¿Cuánto cuesta dejar de fumar?

Si uno de los propósitos es dejar de fumar, hoy existe una variada oferta de productos que prometen ayudarlo a cumplir su objetivo. Piénselo y haga cuentas.

Fumar es un hábito costoso pero dejar el cigarrillo también lo es. Fumar es un hábito costoso pero dejar el cigarrillo también lo es.

Una persona que se fuma un cigarrillo al día se gasta $60.000 en el año. Los que se fuman una cajetilla diaria invierten alrededor de $1.100.000 en cigarros. Fumar es un hábito costoso, es cierto, pero la inmensa mayoría de las costumbres lo son. Tanto al que le gusta leer libros como el que disfruta con un buen vino, debe pagar por obtener lo que quiere.

Hay que tener en cuenta que en Colombia, tanto los cigarrillos nacionales como los importados, pagan un 55% de impuesto al consumo y un 10% de impuesto de promoción al deporte, a los que se suma el 16% de IVA.

Es cierto que el humo puede llegar a ser muy molesto, que los ceniceros sucios huelen mal y que quienes fuman asiduamente tienen más probabilidades de padecer cáncer, un infarto o problemas bronquiales, pero hay muchas otras cosas que también son un riesgo para la salud, como el consumo de grasas y azucares. Dejar el cigarrillo es una decisión difícil de tomar y más aun de cumplir.

En el mercado se ofrecen diferentes productos para ayudar a las personas que fuman y que desean dejar su hábito. Existen desde parches, gomas masticables, comprimidos para disolver en la boca y los novedosos cigarrillos eléctricos, hasta libros y tratamientos de hipnosis. La variedad de modalidades permite ajustarse a las preferencias de los usuarios.

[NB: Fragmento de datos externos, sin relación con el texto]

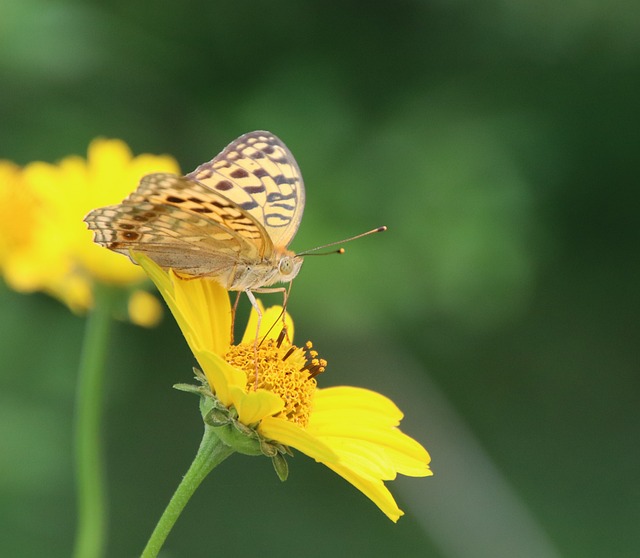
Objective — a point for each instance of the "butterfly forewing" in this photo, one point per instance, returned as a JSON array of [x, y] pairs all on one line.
[[258, 172]]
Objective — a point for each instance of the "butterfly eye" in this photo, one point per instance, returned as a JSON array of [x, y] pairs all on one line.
[[285, 266]]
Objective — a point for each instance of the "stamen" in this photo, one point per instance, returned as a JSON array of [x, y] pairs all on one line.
[[289, 352], [283, 369]]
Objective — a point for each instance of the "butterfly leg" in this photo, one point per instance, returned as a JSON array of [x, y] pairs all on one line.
[[233, 316], [256, 307], [285, 296]]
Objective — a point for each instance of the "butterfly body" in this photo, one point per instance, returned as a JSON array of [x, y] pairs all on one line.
[[231, 219]]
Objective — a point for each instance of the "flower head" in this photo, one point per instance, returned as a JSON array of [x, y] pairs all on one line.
[[45, 246], [352, 431]]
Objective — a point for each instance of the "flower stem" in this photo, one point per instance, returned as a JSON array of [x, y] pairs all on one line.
[[91, 500], [212, 452]]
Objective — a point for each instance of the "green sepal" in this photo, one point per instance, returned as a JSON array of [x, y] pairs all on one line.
[[281, 466]]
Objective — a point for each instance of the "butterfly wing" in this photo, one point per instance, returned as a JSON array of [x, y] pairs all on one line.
[[181, 224], [260, 175]]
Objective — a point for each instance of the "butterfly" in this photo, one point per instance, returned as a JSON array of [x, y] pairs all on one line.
[[231, 219]]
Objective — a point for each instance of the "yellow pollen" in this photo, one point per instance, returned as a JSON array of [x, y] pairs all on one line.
[[286, 370]]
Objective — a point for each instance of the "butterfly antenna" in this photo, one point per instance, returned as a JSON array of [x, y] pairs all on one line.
[[340, 250]]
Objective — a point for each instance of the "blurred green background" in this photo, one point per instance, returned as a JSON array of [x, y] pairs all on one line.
[[498, 141]]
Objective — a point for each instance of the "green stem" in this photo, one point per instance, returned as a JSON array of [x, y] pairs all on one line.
[[90, 478], [212, 452]]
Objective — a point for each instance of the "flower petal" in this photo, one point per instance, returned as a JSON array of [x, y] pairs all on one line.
[[290, 434]]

Los parches NiQuitin, son un tratamiento de 3 etapas, que proporciona una fuente automática y constante de nicotina durante todo el día. Una caja con 7 parches le cuesta $50.000. Para completar el tratamiento es necesario cumplir con las 3 etapas que tienen una duración de 10 semanas en total, es decir, tiene un costo de $500.000.

Una caja de 24 comprimidos para chupar cuesta $29.100. El valor total depende de quién lo use, ya que no está estructurado como un tratamiento sino como una forma de aportarle nicotina al cuerpo para aliviar la ansiedad.

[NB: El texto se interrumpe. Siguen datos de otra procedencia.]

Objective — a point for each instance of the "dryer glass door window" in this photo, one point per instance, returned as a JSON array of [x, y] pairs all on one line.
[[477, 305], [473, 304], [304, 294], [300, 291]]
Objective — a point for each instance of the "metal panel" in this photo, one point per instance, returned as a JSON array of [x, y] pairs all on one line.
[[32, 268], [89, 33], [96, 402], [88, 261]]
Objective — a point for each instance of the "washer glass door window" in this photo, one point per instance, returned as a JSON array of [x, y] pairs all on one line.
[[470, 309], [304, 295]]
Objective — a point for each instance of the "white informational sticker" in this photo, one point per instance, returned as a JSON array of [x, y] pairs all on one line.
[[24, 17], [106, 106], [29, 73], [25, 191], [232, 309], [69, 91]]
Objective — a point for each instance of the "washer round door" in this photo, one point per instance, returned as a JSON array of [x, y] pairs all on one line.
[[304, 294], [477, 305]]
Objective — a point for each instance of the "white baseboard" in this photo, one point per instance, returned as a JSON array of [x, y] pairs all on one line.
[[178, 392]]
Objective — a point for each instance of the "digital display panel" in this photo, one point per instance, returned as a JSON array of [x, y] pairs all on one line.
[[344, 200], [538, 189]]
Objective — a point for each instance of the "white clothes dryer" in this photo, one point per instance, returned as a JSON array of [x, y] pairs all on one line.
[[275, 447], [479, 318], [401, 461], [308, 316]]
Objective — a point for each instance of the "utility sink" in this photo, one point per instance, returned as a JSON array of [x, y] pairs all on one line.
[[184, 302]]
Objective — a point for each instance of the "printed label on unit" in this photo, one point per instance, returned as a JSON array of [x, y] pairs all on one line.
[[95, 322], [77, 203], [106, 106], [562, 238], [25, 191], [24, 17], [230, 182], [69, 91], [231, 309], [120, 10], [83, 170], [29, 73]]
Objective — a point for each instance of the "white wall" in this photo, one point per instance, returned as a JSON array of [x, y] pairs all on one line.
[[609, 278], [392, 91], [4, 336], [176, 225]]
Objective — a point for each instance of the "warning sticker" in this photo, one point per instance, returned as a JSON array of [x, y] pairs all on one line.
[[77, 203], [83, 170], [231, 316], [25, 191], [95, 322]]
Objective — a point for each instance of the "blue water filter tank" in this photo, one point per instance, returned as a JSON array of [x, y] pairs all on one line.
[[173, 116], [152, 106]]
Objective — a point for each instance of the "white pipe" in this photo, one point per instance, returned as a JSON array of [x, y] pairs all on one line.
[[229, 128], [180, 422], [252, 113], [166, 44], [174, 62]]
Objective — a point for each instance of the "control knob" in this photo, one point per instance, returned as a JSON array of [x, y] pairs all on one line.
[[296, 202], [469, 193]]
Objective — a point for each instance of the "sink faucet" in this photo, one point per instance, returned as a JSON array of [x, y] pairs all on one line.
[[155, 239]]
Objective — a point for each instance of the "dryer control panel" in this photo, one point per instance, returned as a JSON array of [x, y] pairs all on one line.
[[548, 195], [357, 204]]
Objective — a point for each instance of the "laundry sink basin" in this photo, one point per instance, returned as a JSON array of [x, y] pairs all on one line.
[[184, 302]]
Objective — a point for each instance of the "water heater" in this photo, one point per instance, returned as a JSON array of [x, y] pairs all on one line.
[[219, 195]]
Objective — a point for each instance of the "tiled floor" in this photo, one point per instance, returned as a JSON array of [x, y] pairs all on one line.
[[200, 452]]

Las gomas masticables Nicorette tienen diferentes concentraciones de nicotina y funcionan igual que los comprimidos. Según indicaciones de los fabricantes el producto debe consumirse por lo menos durante 3 meses y no debe extenderse por más de un año. Una caja de 30 piezas cuesta $39.000.

La Vareniclina, comercializada con el nombre de Champix, son píldoras que toman los fumadores en tratamiento durante 12 semanas. Deben tomar dos pastillas diarias y el costo de una caja de 42 comprimidos es de $148.000. El costo total es de $592.000.

Todos estos tratamientos tienen varias contraindicaciones y algunos efectos secundarios graves. No pueden tomarlos mujeres embarazadas, personas con ulceras, infartos, problemas en las articulaciones e hipertensos, entre otros. La Vareniclina puede causar una depresión profunda.

Una caja de 7 cigarrillos electrónicos se consigue desde $130.000. Esta es una terapia de reemplazo de nicotina, diseñada para ayudar a controlar y reducir los síntomas que se presentan al dejar al nicotina. Hay diferentes formatos y concentraciones que amplían la gama de elección para el usuario. La tecnología de este cigarrillo produce la experiencia real de fumar. Al inhalar, la pila vaporiza el liquido que hay dentro de los cigarrillos, lo que simula humo en forma de vapor.

También venden filtros que se le ponen a los cigarrillos tradicionales, reduciendo el paso del alquitrán y las sustancias del humo del cigarrillo. La función principal de estos filtros es remover estas sustancias sin cambiar el sabor del cigarrillo. Un paquete de 30 filtros cuesta $30.000.

El libro "Como dejar de fumar si sabes como!" cuesta en promedio $25.000. También venden videos con técnicas de hipnosis guiadas por psicoterapeutas que cuestan alrededor de $300.000.

Más allá de contabilizar el costo que implica cada uno de los diferentes tratamientos lo clave del asunto es la voluntad que se tenga para dejar el hábito y analizar qué se gana y qué se pierde al renunciar a los cigarrillos. Lo cierto es que ningún tratamiento, por costoso que sea, llevará a dejar el cigarrillo si no se cuenta con la voluntad y el deseo de hacerlo.